El gobierno lo mandó tomar para escarmiento. Se convirtió en un ícono de la fe. Así murió el beato Miguel Agustín Pro, el Jesuita de la Audacia Evangelizadora.
Nació en Zacatecas en 1891, entró a los Jesuitas y fue ordenado sacerdote en Bélgica en 1925. Volvió a México en 1926, justa cuando la Ley Calles prohibía el culto. Y entonces desplegó un ingenio asombroso: disfrazado de mecánico, de chofer, de obrero, llevaba la comunión a los enfermos, confesaba, celebraba la Misa en las casas y socorría a los pobres.
Evangelizaba con audacia, con creatividad y con un humor que contagiaba alegría; porque el Padre Pro anunciaba el evangelio con gozo aún en el peligro.

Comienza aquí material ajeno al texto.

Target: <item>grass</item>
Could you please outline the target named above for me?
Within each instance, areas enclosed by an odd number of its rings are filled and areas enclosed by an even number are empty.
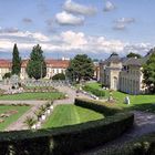
[[[21,94],[11,94],[2,95],[0,100],[56,100],[63,99],[64,94],[59,92],[46,92],[46,93],[21,93]]]
[[[90,85],[95,89],[102,89],[101,84],[96,82],[86,83],[86,85]],[[110,95],[110,91],[104,90],[104,92],[105,92],[105,99],[107,99]],[[112,96],[115,100],[115,104],[117,106],[123,107],[126,111],[138,110],[138,111],[146,111],[146,112],[155,113],[155,95],[130,95],[130,94],[122,93],[118,91],[113,91]],[[126,96],[130,97],[130,101],[131,101],[130,105],[126,105],[124,103],[124,99]]]
[[[43,128],[79,124],[103,117],[100,113],[72,104],[58,105],[43,125]]]
[[[19,106],[19,105],[0,105],[0,114],[8,112],[8,111],[18,111],[18,113],[12,114],[9,117],[1,117],[4,122],[0,123],[0,131],[3,131],[8,127],[11,123],[16,122],[23,113],[30,110],[31,106]]]

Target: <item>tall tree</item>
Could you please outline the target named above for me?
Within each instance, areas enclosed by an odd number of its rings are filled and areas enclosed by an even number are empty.
[[[30,60],[27,65],[27,73],[29,78],[34,78],[35,80],[46,75],[46,64],[44,61],[43,51],[39,44],[32,49]]]
[[[93,61],[86,54],[78,54],[70,61],[70,65],[66,70],[66,76],[74,82],[81,82],[81,80],[90,80],[94,74]]]
[[[133,53],[133,52],[131,52],[131,53],[128,53],[128,54],[126,55],[126,58],[137,58],[137,59],[140,59],[140,58],[142,58],[142,55],[138,54],[138,53]]]
[[[20,70],[21,70],[21,58],[19,56],[19,50],[16,43],[12,52],[12,74],[19,75]]]
[[[146,61],[143,68],[144,83],[151,93],[155,93],[155,53],[153,53]]]

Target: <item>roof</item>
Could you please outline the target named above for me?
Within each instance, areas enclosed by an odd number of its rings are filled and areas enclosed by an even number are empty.
[[[10,60],[0,60],[0,68],[11,68]]]
[[[114,52],[111,54],[111,56],[107,60],[105,60],[105,62],[118,63],[118,62],[121,62],[121,58],[118,56],[117,53]]]
[[[45,60],[46,66],[52,68],[63,68],[66,69],[69,66],[69,60]]]

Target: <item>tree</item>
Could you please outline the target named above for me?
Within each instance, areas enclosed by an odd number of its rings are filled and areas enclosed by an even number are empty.
[[[19,56],[19,50],[16,43],[12,52],[12,74],[19,75],[20,70],[21,70],[21,58]]]
[[[90,80],[94,74],[94,64],[86,54],[78,54],[70,61],[66,76],[70,81],[80,83],[81,80]]]
[[[144,83],[151,93],[155,93],[155,53],[153,53],[143,66]]]
[[[11,73],[10,73],[10,72],[6,73],[6,74],[2,76],[2,79],[10,79],[10,78],[11,78]]]
[[[46,64],[44,61],[43,51],[39,44],[32,49],[30,60],[27,65],[27,73],[29,78],[34,78],[35,80],[46,75]]]
[[[58,73],[52,76],[52,80],[65,80],[65,75],[63,73]]]
[[[142,55],[141,55],[141,54],[137,54],[137,53],[131,52],[131,53],[128,53],[128,54],[126,55],[126,58],[137,58],[137,59],[140,59],[140,58],[142,58]]]

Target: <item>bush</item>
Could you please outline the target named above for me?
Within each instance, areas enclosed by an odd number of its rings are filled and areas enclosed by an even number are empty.
[[[63,73],[59,73],[52,76],[52,80],[65,80],[65,75]]]
[[[102,105],[94,103],[93,106],[93,102],[89,103],[89,101],[78,99],[75,104],[82,106],[86,104],[89,108],[101,113],[107,110],[104,106],[100,111]],[[112,110],[110,111],[112,112]],[[0,133],[0,153],[3,155],[12,152],[37,155],[78,154],[116,138],[133,125],[134,115],[132,113],[116,112],[115,115],[106,118],[64,127]]]
[[[121,112],[121,107],[115,106],[114,104],[110,103],[102,103],[99,101],[87,100],[87,99],[75,99],[75,105],[82,106],[85,108],[90,108],[96,111],[99,113],[103,113],[104,115],[114,115],[117,112]]]
[[[102,90],[93,89],[93,87],[91,87],[91,86],[89,86],[89,85],[85,85],[85,86],[83,86],[82,89],[83,89],[84,91],[86,91],[86,92],[90,92],[90,93],[96,95],[96,96],[105,96],[105,92],[102,91]]]
[[[125,145],[112,146],[101,151],[97,155],[155,155],[155,133],[143,135]]]

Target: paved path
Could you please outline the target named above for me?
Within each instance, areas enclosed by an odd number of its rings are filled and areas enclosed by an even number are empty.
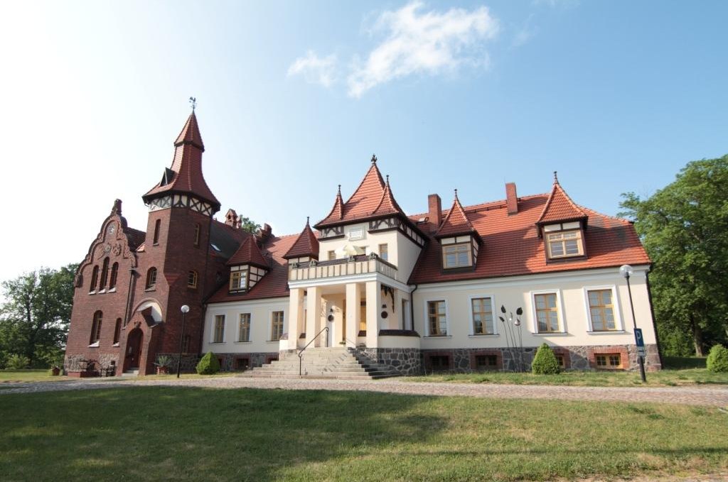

Pero en noviembre de 1927, tras un atentado fallido contra el General Obregón, el gobierno lo acuso falsamente; aunque el verdadero autor confeso, Calles ordenó fusilarlo sin juicio, como escarmiento. Como de Jesús, también de él se podría decir: “no hallo en el ningún delito”.
El 23 de noviembre de 1927 los llevaron al paredón. Pidió un momento para rezar, perdono a sus verdugos y rechazó la venda, entonces abrió los brazos en cruz y en lugar de odio, proclamó su amor: ¡Viva Cristo Rey!
Las fotos que debían sembrar miedo, encendieron la fe de todo un pueblo. Su audacia interpela a nuestra hora.
El Papa León XIV, en Magnifica Humanitas, nos pide anunciar el Evangelio también en los nuevos lenguajes y en un Mundo digital con creatividad y alegría. Los disfraces de hoy son las nuevas formas de llegar a la gente.
Y como a los profetas, el Padre Pro proclamó el Reino y bendiciendo a quienes lo mataban, denunció toda violencia: contundente en la verdad, desarmado en el modo ¿anuncio yo el Evangelio, con esa audacia y esa alegría sin miedo al que dirán?
El Beato Miguel Agustín Pro nos contagia du valentía gozosa que su “¡Viva Cristo Rey!” sea también el grito de nuestra vida.
Beato Miguel Agustín Pro, ruega por nosotros.
¡Viva Cristo Rey y Santa María de Guadalupe!